表彰式の後に行なわれた特別セミナー『タイプデザイナーの視点』では、3組の書体・フォント制作者が登壇し、書体制作の考え方や取り組み方、制作のプロセスについて解説が行われた。

アドビ システムズの3氏によるセッション「Pan CJK フォントの誕生」

ひとつめのセッションは、アドビ システムズの山本太郎氏に、西塚涼子氏と服部正貴氏を加えた3名による「Pan CJK フォントの誕生」。アドビ システムズとグーグルにより共同開発されたPan CJK フォント「Source Han Sans」は、「4つの言語(日本語、中国語簡体字、中国語繁体字、ハングル)をカバー」、「4つの言語で一貫性のあるデザイン」、「オープンソース」といった特徴を持ち、日本では「源ノ角ゴシック」として知られる書体。各氏はこの書体が作られた経緯と目的(山本)、デザイン(西塚)、フォント制作のプロセス(服部)をスライドや動画を交えながら解説した。

言語の違いによって生じるささいな画線処理の違いも「言語の地域性を表現するための重要な要素」(服部)ととらえ、中国と韓国のフォントベンダーの協力も得ながら制作を進め、7つのウエイトで合計45万8,745もの文字を作り上げたという。

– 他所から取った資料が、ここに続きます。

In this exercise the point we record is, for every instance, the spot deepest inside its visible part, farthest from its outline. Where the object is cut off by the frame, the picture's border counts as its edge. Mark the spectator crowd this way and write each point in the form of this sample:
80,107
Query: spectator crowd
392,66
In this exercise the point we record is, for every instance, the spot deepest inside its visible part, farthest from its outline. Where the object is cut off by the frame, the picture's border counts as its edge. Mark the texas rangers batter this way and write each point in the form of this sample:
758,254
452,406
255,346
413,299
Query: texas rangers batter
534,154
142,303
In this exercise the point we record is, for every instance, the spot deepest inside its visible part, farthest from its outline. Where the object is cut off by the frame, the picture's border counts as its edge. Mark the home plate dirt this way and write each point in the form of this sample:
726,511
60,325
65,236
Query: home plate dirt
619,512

タイプデザインコンペティション2012・2014で受賞した豊島晶氏による「私と書体、私の書体」

ふたつめのセッションは、豊島晶氏による「私と書体、私の書体」。セッションは、コレクションや趣味といった自身の紹介から始まり、次第にタイポグラフィへの興味、タイプデザインへの取り組み、これまで豊島氏が手がけてきた書体の紹介へ。続いて、「タイプデザインコンペティション 2012」で受賞を果たし、2014年に製品化された「すずむし」の制作プロセスに話が移り、自身のノートを映しながら「(書体製作にあたって)こんな雰囲気だというメモやラフをノートに書き留めるものの、具体的なスケッチは描きません」と話し、頭の中のイメージをもとに漢字もひらがなもすべてMac上で作ること、漢字を先に作りイメージを頭に入れてからひらがなを作ると心地いいものになることなど、書体作りの持論を紹介。最後に「すずむし」がカフェで作業をしながら製作されたことに触れて、「文字は気楽に、誰にでも文字は作れる。必要なのは、こういうものが作りたいという想像力と、やってみようという行動力、そして少しの忍耐力だと思います」と話し、セッションの幕を閉じた。

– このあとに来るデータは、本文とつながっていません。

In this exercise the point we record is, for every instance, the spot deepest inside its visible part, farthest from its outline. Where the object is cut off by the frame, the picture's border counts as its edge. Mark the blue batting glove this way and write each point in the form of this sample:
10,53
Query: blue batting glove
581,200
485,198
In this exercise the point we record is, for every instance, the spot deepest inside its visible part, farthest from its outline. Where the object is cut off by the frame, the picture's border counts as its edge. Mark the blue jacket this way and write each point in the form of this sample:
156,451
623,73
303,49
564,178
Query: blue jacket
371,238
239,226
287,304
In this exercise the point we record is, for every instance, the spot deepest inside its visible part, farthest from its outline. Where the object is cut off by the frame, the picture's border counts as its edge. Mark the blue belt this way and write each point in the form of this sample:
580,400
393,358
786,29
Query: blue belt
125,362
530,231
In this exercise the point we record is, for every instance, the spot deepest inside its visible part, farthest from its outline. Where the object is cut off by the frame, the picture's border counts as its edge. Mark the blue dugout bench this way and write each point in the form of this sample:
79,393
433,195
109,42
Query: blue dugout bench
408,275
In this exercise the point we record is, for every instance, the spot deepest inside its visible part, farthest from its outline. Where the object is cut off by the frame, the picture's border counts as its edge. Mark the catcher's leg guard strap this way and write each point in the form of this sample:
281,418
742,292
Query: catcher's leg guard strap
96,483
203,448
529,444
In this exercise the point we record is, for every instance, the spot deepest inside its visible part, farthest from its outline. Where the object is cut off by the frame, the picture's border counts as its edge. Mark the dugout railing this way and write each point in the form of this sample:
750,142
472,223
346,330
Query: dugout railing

審査員を務めた字游工房・鳥海修氏によるセッション「書体をつくるうえで大切なこと」

最後のセッションは、字游工房の鳥海修氏による「書体をつくるうえで大切なこと」。鳥海氏は冒頭で「今日は"ハートで作る"という話をしたいと思います」と切り出し、京都精華大学での7年間にわたる講義の中で作られた「クリームシチュー」、「おやすみ良寛」、「おかあさん」の3書体を紹介。書体を作り終えた学生の「(書体が)完成したときは自分の子どものように思った」との言葉を紹介し、「この感覚が学生に一番感じてほしい気持ち」と喜びを交えて話した。

鳥海氏は話の最後に「ハートで作る」ということについて、「タイプデザインまたは文字は、手で描くことがとても重要だと思う。ぜひとも手で描いた書体で『タイプデザインコンペティション 2016』に応募してほしい」と次回の「タイプデザインコンペティション」への期待を語り、話を終えた。

2012年、2014年と2年ごとに開催されてきたモリサワ「タイプデザインコンペティション」。次回は、2016年の開催を予定している。